Album: Bruises & Butterflies

Label: Drag City

Review date: Jun. 1, 2010


If anyone has pop music in her blood, it’s Elisa Randazzo. The child of professional songwriters Teddy Randazzo, whose hits include Little Anthony & The Imperials’ “Goin’ Out Of My Head,” and Virginia Pike, who wrote the Third Bardo’s “Five Years Ahead of my Time,” she’s gone on to live the life herself. A fashion designer, she’s named her line after singer Dusty Springfield. She’s also sung and played violin with Fairechild, a combo she co-lead with ex-husband Josh Schwartz, and the Red Krayola, but she didn’t step out on her own until well into her 30s.

So even though Bruises & Butterflies is her first solo recording, there’s nothing tentative about it; it’s the work of someone entirely in control of her medium and quite clear on what she wants to do with it.

Randazzo started writing Bruises & Butterflies’ songs after her marriage tanked, and it takes you through the phases of break-up, bum-out and recovery. But despite the personal subject matter, it’s no wallow. Some of the songs are longer on vibe than specifics, evoking regret and hope without overburdening you with details. But even when she’s singing in the first person about dividing belongings or the aftermath of a wasted night out, Randazzo’s cool delivery lends a measure of distance. She’s not one to serve her bitters straight. She knows the worth of a good tune, and she doesn’t hold back; this is the sort of record that hits you with one catchy melody after another, each willing to take over from its predecessor the duty of being your favorite song for a day.

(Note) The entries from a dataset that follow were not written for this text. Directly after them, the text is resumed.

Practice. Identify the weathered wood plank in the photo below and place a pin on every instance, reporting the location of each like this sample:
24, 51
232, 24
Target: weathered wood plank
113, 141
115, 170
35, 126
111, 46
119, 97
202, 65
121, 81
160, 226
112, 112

Randazzo isn’t stingy with sensual pleasures, either; someone spent a lot of time getting the balance of tones and frequencies just right. Her vocal arrangements fly in immaculate multi-tracked formation over strings that stay just shy of astringent and guitarist Aaron Robinson’s sweet acoustic fingerpicking and spacey steel licks. The arrangements echo urbane 1960s and ’70s folk and country-pop — Dusty, the Byrds c. “Ballad of Easy Rider,” Bridget St. John, Brigitte Fontaine — without getting bogged down by precious referentiality. St. John isn’t just an inspiration, but the co-writer and guest vocalist on two songs. She shares the album’s last words with Randazzo, who uses the contrast between her high, smooth voice and St. John’s vibrato-laden alto to subtly up the emotional ante on the way out the door.